I seem to have a hard time in drawing conditional statement diagrams with statements involving "either or but not both". Are there any useful tricks or rules that I should keep in mind?

1. If A then either B or C but not both
My original diagram: A --> ~B and C AND A --> B and ~C
Modified diagram (needs explanation): (B and C) or (~B and ~C) --> ~A

2. If A or B but not both, then C
My original diagram: A and ~ B --> C AND ~A and B ---> C
Modified diagram (needs explanation): ~C --> (A and B) or (~A and ~B)

3. If it is not the case that both A and B are present, then C
~(A and B) --> C THUS ~A or ~B ---> C

4. ~A and ~B --> C
If there is a statement like this above, then are there any useful deductions/inferences that I should be making, such as
"ATL 1 of the A,B,C must be there?"

5. ~C --> B or E
Same question as above. If there is a statement like this above, then are there any useful deductions/inferences that I should be making, such as
"ATL 1 of the C,B,E must be there?"

I understand that this is rather a long list of very specific questions, but I seriously need some clarifications.
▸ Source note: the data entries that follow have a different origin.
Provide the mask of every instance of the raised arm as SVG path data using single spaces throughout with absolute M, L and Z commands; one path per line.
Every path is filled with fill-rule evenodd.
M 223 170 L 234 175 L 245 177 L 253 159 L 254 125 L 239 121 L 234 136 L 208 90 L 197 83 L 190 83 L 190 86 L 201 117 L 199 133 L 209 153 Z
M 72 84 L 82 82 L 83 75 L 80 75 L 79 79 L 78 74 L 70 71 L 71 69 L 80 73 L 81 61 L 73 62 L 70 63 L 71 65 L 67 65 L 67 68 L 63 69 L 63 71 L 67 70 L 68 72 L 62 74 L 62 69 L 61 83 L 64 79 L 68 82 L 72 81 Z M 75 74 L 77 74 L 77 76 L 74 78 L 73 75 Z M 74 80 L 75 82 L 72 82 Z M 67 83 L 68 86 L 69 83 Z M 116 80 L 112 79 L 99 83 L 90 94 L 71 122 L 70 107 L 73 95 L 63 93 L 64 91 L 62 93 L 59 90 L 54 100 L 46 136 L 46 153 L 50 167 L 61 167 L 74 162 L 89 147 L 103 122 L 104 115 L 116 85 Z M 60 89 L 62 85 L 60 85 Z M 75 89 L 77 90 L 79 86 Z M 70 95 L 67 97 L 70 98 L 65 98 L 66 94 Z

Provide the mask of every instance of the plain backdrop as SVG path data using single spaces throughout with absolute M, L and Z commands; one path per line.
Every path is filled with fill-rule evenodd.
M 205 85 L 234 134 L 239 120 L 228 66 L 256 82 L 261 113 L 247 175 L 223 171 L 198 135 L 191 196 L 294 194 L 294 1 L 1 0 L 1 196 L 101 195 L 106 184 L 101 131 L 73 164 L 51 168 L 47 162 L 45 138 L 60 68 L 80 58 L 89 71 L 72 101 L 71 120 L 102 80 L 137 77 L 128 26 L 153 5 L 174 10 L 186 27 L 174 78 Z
Please help. I would greatly appreciate any comment!
Thank you a lot in advance!

[Dave Killoran]

Hi K,

You actually don't need any clarification, because you nailed each one I'll make a few comments on some of these, but overall, you did extremely well!

1 and 2. When you have a condition that relates to exactly one of the two occurring (such as "~B and C"), negating that term creates two scenarios: neither (~B and ~C) or both (B and C). While this is tricky when you first encounter it, and there is no single (easy) diagram to encompass both, once you seen it a few times (and it is somewhat rare in LSAT questions), it's relatively easy to handle. You got both of the contrapositives right for these problems.

In a sense, an alternate diagram for this (#1) is:

A exactly 1 of B/C

When viewed from that standpoint, anything aside from "exactly on" negates the term, and hence neither or both works in negating that term. The same logic works for #2.


3. This condition-- ~(A and B) -- encompasses three possible outcomes: ~A and B, A and ~B, and ~A and ~B. Any of those three scenarios forces C to occur. This wording is used infrequently in LSAT questions (but it does appear, so it's always good to know!)


4 and 5. In these two, 5 is just the contrapositive of 4 (if E is changed to A in #5). As you note correctly, the odd combination of conditions creates an "at least" scenario where you always have at least one of the three variables (and possibly two, or even all three). Apart from that, the range of possible outcomes is too varied to lock down anything else that absolutely must occur.

Please let me know if that helps, and great job!